What Happens When You Get A Tornado Alert At A Campground?

You're enjoying a blissful spring day camping lakeside at Toledo Bend Reservoir in East Texas, lounging in your hammock and watching the dogs play tug-of-war with a rope toy. Suddenly your phone makes a sound you've never heard before, an insistent wail. Picking it up, you see a notification with the headline "Emergency Alert." The message begins: "National Weather Service: TORNADO WARNING in this area until 3:30 PM CDT. Take shelter now in a basement or an interior room on the lowest floor of a sturdy building."

Leaping out of the hammock, you look over at your tent and see the nylon walls billowing in the building breeze. It does not qualify as a "sturdy building," nor does it have a basement. You're from the West Coast, and while you've driven through wildfires and atmospheric rivers, you don't know anything about tornadoes, except what you learned watching the "Wizard of Oz."

Reading on, the rest of the message advises, "If you are outdoors, in a mobile home, or in a vehicle, move to the closest substantial shelter and protect yourself from flying debris.
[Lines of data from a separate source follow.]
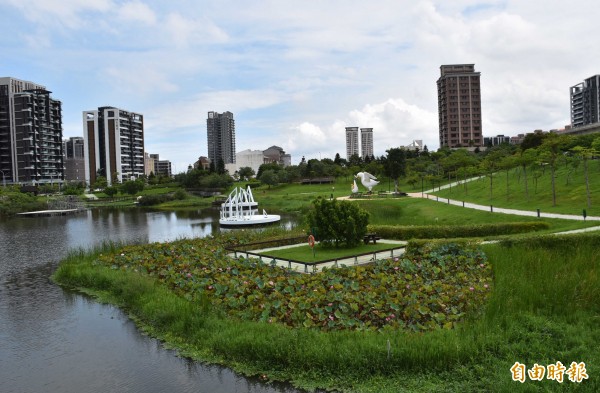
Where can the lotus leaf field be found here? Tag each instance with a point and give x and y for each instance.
(426, 290)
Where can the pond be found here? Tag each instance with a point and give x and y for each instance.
(53, 340)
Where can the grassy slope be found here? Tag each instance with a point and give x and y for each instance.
(571, 198)
(543, 308)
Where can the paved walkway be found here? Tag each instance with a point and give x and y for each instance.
(494, 209)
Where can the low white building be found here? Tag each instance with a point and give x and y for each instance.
(249, 158)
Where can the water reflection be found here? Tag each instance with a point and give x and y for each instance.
(56, 341)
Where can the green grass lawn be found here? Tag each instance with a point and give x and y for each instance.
(570, 190)
(542, 307)
(304, 253)
(415, 211)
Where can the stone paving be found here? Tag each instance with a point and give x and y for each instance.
(315, 268)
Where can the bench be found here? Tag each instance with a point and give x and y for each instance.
(371, 237)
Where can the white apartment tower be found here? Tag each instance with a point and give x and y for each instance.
(114, 144)
(351, 141)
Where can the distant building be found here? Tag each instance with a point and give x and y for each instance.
(31, 146)
(416, 144)
(351, 141)
(366, 142)
(114, 144)
(585, 102)
(249, 158)
(220, 130)
(74, 159)
(459, 106)
(148, 164)
(163, 167)
(496, 140)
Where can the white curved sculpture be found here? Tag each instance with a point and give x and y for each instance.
(367, 180)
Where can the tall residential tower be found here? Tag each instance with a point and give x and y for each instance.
(31, 148)
(366, 142)
(585, 102)
(220, 131)
(114, 144)
(351, 142)
(459, 106)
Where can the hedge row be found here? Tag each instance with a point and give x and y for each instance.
(454, 231)
(568, 241)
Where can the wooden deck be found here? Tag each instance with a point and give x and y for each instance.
(49, 213)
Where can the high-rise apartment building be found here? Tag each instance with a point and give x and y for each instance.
(366, 142)
(31, 149)
(220, 130)
(585, 102)
(351, 141)
(74, 159)
(459, 106)
(114, 144)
Check media." You're miles from the nearest town, and you doubt that taking shelter in the Dollar General's basement is an option, even if you could make it there before the weather hits. Casting about, the only "substantial shelter" is the lone concrete outhouse, an 8 x 10 foot concrete bunker where the only place to sit is, well, the throne. What to do? Is this serious?

How seriously should you take a tornado warning?

According to the National Weather Service, there are three levels of emergency alerts regarding tornadoes. The lowest level is a Tornado Watch, which covers a broad area and means conditions are ripe for one. The second level is a Tornado Warning: "A tornado has been sighted or indicated by weather radar." You should stop doing whatever you're doing and get to safety. The third level, labeled Tornado Emergency, means that "a violent tornado has touched down in the watch area. There is a severe threat to human life and property, with catastrophic damage confirmed."

When you undertake a Route 66 road trip, you'll pass right through the middle of "Tornado Alley," comprising Texas, Oklahoma, Nebraska, and Kansas. Twisters are most likely to occur on spring and summer afternoons, but they can strike any time, day or night, and have occurred in all 50 states. In 2023, 1,197 confirmed twisters touched down across the U.S., resulting in 83 deaths across 12 states, numbers that are about average.

In the spring of 2024, a tornado ripped through an RV park in Denton County, Texas, flattening all 20 of the motorhomes and trailers there. Donald Wylie was inside his camper, trying to roll the bedroom slide-out in, when the twister struck. The wind picked up the RV, with Wylie inside it, flipping it right over the top of his tow vehicle. "It slammed into another camper, and it exploded," Wylie told CBS News at the time. "How I survived, I have no idea."

Preparing for tornado season

All the usual advice for camping during stormy weather applies in tornado country, with some additions. While you might ride out a lesser storm in an RV, the most dangerous place to be in a tornado is a motor vehicle — and that includes a camper or motor home. The National Weather Service advises you to " abandon your car and seek shelter in a low lying area such as a ditch or ravine." If you receive a tornado warning on your way to the campground, or spot one on the horizon, do not try to outrun it. Also, do not be tempted to park under a bridge or overpass to ride it out, thinking this will provide some measure of shelter and protection. The opposite is actually true: A bridge acts as a funnel, intensifying winds, and you are in great danger of being sucked out from under a bridge during a tornado, according to meteorologists at Ohio State University.

One strategy for tornado season camping is to look for a campground with a tornado shelter. RVTravel.com maintains a list of campgrounds that offer them. Are shelters effective? In May 2024, a KOA campground in Claremore, Oklahoma was devastated by a tornado on Memorial Day Weekend. The storm killed 18 people, but no fatalities occurred in the campground, as it provided a tornado shelter.

If your campground doesn't have one, it turns out you can indeed shelter inside a concrete restroom. One Redditor reports surviving a tornado by doing just that, emerging to find their tent had blown away entirely: "I have gotten tornado warnings before but never took them seriously. Being out in the elements in that storm and almost dying has changed completely how I treat them."